The  first restaurant to be located inside a department store was in Wanamaker’s. The Wanamaker’s store in Philadelphia had a restaurant that overlooked the department store. Nothing beat having lunch in a fancy department store. Tea time was my favorite with scones with clotted cream,  tea sandwiches with their crusts cut off and of course, brewed tea or a selection from the tea chest. In Yonkers the restaurant was on the 3rd floor. I hear you can sneak up and see the remnants!

Restaurants were common in Department Stores. Lord & Taylor in Eastchester had The Birdcage where to encourage men to shop with their wives or women to shop with their sons the male members of the party were offered 2 desserts.
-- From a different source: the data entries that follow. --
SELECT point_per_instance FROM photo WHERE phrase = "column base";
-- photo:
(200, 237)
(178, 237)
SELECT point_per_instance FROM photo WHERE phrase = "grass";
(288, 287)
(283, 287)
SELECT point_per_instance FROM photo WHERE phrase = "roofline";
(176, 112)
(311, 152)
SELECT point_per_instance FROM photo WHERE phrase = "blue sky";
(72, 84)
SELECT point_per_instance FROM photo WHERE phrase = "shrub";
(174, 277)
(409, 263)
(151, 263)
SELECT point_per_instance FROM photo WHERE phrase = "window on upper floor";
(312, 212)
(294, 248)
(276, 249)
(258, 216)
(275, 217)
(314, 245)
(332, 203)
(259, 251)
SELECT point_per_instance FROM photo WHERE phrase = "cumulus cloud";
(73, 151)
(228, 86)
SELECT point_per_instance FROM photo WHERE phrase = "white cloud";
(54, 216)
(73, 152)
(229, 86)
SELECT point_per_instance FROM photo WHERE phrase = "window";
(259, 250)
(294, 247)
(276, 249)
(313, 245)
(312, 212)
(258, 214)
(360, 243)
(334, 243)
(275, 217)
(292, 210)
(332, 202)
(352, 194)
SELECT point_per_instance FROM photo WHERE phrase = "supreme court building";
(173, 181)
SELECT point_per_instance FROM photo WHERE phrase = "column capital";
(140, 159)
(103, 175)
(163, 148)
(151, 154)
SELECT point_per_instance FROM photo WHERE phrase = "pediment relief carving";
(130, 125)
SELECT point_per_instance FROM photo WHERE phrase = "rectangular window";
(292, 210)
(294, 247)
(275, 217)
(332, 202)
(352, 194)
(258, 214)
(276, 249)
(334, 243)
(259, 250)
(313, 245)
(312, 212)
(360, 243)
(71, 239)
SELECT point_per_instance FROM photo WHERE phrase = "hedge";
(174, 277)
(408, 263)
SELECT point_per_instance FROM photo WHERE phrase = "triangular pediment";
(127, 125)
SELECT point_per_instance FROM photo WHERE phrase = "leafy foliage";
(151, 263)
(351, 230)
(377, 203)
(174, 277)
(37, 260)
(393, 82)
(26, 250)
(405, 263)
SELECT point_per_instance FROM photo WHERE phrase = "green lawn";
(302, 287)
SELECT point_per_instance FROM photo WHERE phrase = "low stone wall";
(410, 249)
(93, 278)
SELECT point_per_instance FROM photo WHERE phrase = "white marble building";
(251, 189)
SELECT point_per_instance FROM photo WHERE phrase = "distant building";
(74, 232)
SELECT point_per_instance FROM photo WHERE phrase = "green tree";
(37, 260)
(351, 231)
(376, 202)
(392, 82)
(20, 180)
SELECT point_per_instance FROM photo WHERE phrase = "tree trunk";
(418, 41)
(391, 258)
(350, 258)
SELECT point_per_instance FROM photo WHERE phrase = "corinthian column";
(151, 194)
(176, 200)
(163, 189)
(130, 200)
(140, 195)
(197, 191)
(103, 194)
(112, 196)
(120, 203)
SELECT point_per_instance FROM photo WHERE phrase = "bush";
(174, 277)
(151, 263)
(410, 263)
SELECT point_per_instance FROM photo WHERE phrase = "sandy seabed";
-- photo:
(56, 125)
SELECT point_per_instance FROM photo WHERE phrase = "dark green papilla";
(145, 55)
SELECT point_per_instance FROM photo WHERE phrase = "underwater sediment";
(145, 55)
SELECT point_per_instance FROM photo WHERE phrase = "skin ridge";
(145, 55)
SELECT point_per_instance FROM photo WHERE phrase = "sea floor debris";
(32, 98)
All the selections would be brought to your table on a glistening silver cart and a waitress dressed in uniform would use silver serving utensils to serve you your choices.

When talking about stores that have closed I could go on for days.  How about Genung’s and than Howland’s in Getty Square. I used to love going into the old Library which went in the Genung’s/Howland’s building and riding the old service elevators requiring an attendant to go up and down to the various floors. In the basement instead of children’s coats on the racks (you would need a stick with a hook on it to reach coats on the top racks) there would be glorious children’s books, many so high up you would need someone tall to fetch them for you!

It’s fun to take a stroll down memory lane. Let’s hope the powers that be can keep the doors open so that the Kenmore appliances and Craftsman tools can keep flowing to consumers who know and trust a good product and value, something they have for over 125 years counted on Sears for. I promise we will take this path again!

Reach Eric Schoen at thistooisyonkers@aol.com. Follow him on Twitter @ericyonkers. Listen to Eric Schoen and Dan Murphy on the Westchester Rising Radio Show Thursday’s from 10-11 a.m. On WVOX 1460 AM or download the SIMPLE RADIO app for free from the APP STORE.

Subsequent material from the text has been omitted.